The Virtue of Static IIS Machine Keys

Published on Sunday, March 16, 2008

Having non-static machine keys when hosting on IIS is just one of those things that’s just bound to cause trouble eventually. This holds true equally for single server hosting environments and load balanced web farm environments. Especially if your goal is to shield your users from any knowledge of IIS lifecycle activities (e.g. application pool recycles), the use of static machine keys is to be strongly recommended. The implications of static versus dynamic keys are enumerated for several different hosting situations below:

Virtue of Static IIS Machine Keys

  • Single Machine – Most of the recommendations around machine keys involve synchronizing machine keys across multiple machines. There is, however, value in setting static machine keys for a single machine, single worker process environment. Quite simply, if machine keys are not static, the generation of a dynamic machine key for an IIS reboot or application pool recycle will cause any machine key related elements (e.g. view state) rendered before the event to be invalid. This will likely result in exceptions that will impact normal user processing.
  • Single Machine / Web Garden – The introduction of the Web Garden option to IIS can be viewed as the “poor man’s load balancing”. This option provides for a simple round robin routing across multiple worker processes, usually with each process owing affinity to a particular processor. Due to the simple load balancing approach taken, there is no option for web gardens but to synchronize machine keys. This is of course, unless you’ve managed to make your application completely stateless, in which case (congratulations) none of this advice applies to you.
  • Multiple Machines / Web Farms – The applicability of static machine keys to a web farm environment applies, theoretically, only to web gardens in which the load balancing approach does not guarantee server affinity. Once again, to avoid impacting user processing during load balance machine failover or due to recycles or reboots, I’d always recommend using static machine keys. Even when these areas are not concerns, I’ve found other troubles just seem to arise when you can’t guarantee static machine keys across machines. For web events regarding cryptographic exceptions or viewstate verification issues, I’ve found it best to start troubleshooting with synchronizing machine keys and then working down from there.
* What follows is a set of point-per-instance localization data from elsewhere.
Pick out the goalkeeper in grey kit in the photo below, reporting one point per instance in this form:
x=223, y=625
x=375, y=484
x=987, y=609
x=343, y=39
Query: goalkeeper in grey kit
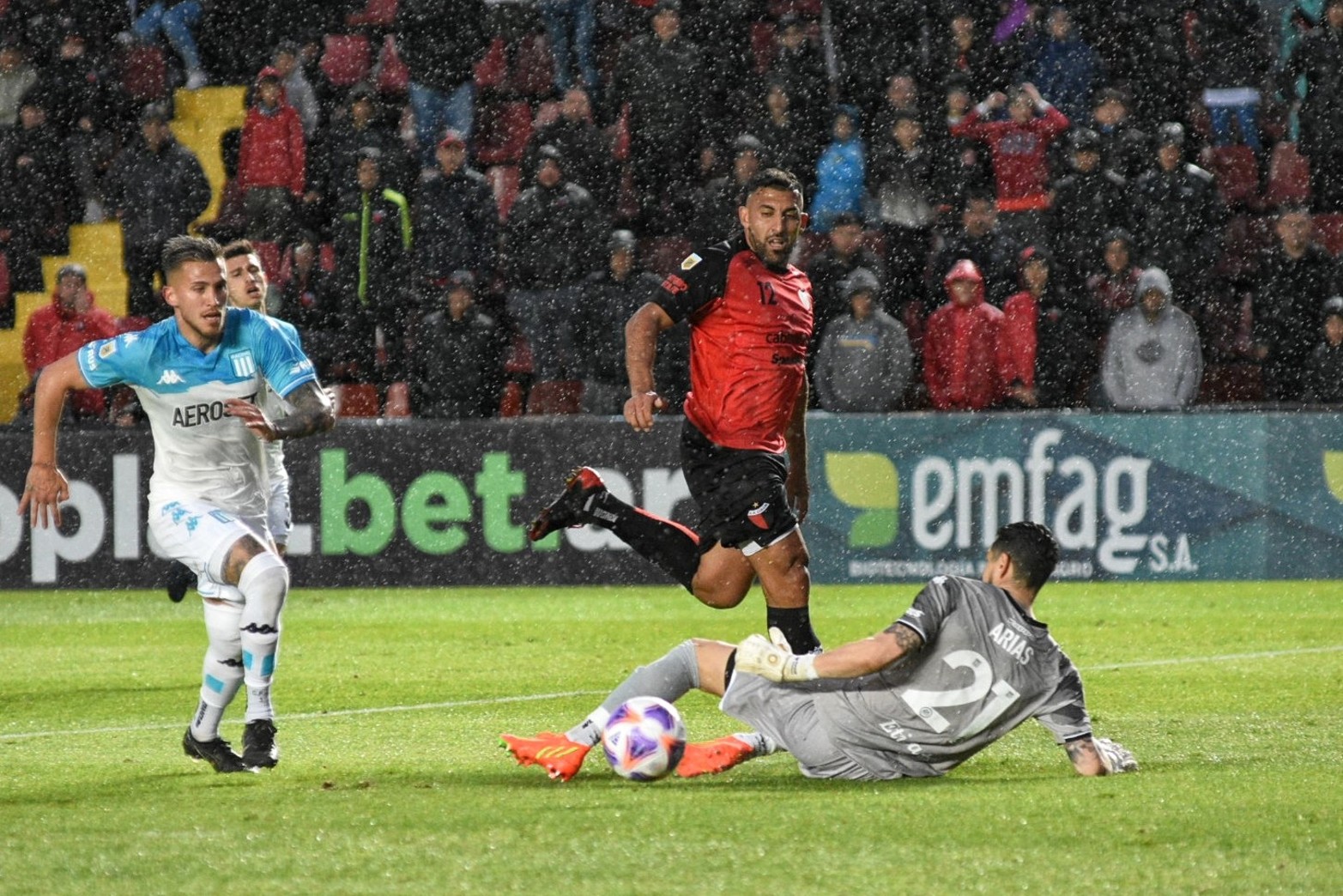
x=963, y=667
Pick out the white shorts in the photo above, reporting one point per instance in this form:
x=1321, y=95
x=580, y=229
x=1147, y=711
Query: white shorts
x=200, y=535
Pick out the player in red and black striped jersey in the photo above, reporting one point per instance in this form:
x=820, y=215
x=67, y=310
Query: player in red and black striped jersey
x=743, y=445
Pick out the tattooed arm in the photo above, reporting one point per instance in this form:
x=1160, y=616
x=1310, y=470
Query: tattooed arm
x=312, y=414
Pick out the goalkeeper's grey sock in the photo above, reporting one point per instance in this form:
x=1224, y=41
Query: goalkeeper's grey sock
x=669, y=677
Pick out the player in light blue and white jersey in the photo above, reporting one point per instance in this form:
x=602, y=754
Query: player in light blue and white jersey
x=245, y=278
x=199, y=375
x=965, y=665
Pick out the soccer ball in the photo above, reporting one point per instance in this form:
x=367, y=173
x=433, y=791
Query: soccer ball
x=644, y=739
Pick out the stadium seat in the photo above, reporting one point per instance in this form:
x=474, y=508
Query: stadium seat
x=501, y=132
x=1288, y=176
x=142, y=73
x=1237, y=175
x=270, y=259
x=663, y=254
x=505, y=180
x=513, y=399
x=492, y=70
x=620, y=136
x=376, y=14
x=762, y=46
x=394, y=76
x=534, y=68
x=358, y=399
x=398, y=401
x=345, y=59
x=547, y=113
x=555, y=397
x=1328, y=232
x=1243, y=238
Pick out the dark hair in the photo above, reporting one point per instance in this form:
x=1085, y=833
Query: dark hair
x=1033, y=551
x=180, y=250
x=238, y=247
x=771, y=179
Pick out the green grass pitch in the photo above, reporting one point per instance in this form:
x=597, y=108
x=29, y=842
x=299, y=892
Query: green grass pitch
x=391, y=778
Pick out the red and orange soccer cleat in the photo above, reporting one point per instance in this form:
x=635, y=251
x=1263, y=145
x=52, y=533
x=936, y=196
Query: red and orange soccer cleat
x=712, y=757
x=560, y=757
x=572, y=506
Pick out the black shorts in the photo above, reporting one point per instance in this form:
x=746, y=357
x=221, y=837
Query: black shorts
x=741, y=493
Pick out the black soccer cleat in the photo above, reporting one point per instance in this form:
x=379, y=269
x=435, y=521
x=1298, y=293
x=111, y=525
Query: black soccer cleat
x=259, y=748
x=216, y=753
x=572, y=506
x=180, y=578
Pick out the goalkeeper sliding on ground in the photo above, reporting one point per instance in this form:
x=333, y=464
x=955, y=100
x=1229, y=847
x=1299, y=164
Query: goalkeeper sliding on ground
x=965, y=665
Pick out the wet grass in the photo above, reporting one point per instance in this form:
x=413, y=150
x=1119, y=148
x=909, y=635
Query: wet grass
x=391, y=778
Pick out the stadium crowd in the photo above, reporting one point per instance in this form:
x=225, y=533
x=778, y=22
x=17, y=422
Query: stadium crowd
x=1134, y=204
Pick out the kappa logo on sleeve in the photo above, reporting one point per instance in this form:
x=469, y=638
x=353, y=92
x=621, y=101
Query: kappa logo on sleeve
x=244, y=363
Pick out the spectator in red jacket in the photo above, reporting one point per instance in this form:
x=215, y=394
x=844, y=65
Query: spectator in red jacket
x=962, y=367
x=271, y=160
x=1019, y=147
x=66, y=324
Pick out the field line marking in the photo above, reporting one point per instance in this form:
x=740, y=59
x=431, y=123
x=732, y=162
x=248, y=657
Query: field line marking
x=491, y=701
x=1225, y=657
x=330, y=713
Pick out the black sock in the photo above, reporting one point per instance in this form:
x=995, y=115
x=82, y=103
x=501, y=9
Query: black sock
x=670, y=546
x=796, y=625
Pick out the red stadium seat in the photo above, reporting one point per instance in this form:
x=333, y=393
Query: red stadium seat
x=503, y=130
x=398, y=401
x=555, y=397
x=534, y=68
x=505, y=180
x=513, y=399
x=1288, y=176
x=762, y=46
x=358, y=399
x=376, y=14
x=394, y=76
x=144, y=73
x=271, y=259
x=1328, y=232
x=1236, y=171
x=547, y=113
x=492, y=70
x=663, y=254
x=345, y=59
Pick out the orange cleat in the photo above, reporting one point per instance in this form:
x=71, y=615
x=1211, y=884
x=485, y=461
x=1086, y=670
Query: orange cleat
x=560, y=757
x=712, y=757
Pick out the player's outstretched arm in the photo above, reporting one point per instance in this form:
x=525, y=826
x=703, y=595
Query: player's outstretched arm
x=313, y=413
x=641, y=351
x=771, y=658
x=45, y=487
x=1093, y=757
x=798, y=487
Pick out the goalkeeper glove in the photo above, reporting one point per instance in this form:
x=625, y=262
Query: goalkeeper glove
x=772, y=658
x=1114, y=757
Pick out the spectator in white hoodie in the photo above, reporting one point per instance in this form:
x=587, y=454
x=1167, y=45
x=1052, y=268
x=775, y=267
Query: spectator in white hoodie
x=1152, y=355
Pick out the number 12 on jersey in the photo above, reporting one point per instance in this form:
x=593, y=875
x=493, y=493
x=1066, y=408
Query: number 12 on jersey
x=927, y=703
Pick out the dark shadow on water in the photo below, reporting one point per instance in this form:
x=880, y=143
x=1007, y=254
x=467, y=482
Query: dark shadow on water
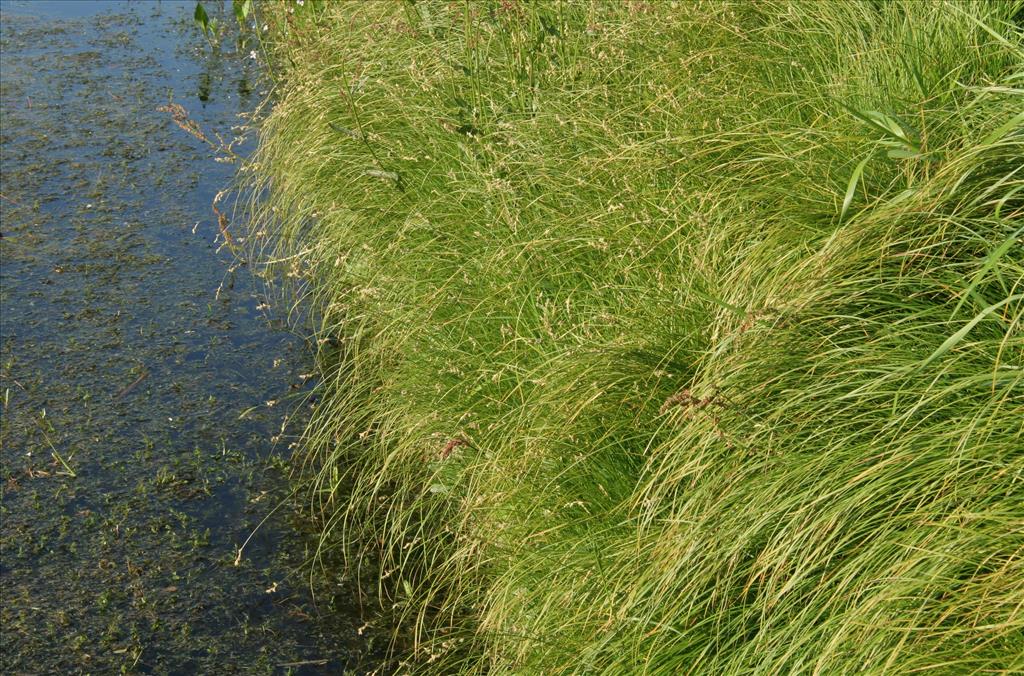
x=129, y=474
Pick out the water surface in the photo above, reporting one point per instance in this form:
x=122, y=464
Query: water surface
x=147, y=389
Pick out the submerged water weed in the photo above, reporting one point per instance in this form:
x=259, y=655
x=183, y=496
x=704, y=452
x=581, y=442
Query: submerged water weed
x=665, y=336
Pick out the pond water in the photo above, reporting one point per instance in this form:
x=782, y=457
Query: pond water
x=147, y=389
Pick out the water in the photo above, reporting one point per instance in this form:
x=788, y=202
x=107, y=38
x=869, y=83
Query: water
x=144, y=381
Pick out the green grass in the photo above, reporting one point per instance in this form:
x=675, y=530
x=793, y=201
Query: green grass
x=665, y=337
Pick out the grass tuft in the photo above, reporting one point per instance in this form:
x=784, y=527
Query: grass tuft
x=665, y=337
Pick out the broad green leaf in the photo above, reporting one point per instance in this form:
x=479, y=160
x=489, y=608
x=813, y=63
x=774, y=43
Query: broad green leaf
x=851, y=187
x=952, y=340
x=202, y=18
The definitive guide to configuring machine keys in ASP.NET 2.0, including .NET code for generating the keys, can be found here. Microsoft has never revisited their ruling that machine key issues can arise outside of web farms. Once again, if you’re observing cryptographic or viewstate errors, I’d advise that you start with static machine keys. If compiling and running Microsoft’s code to generate a machine key is asking too much, this online program will generate a key for you.

Finally, I’ve been asked a couple of times about the downsides of sharing static machine keys across machines. This depends upon what you use the machine key for. In most cases, I wouldn’t advise that you use the machine key for anything more than viewstate encoding. In this case, a machine key compromise will mean that someone can theoretically hack your viewstate. If they got your machine key, it also means that they have access to your web.config file, in which case you usually have bigger concerns than viewstate hacking.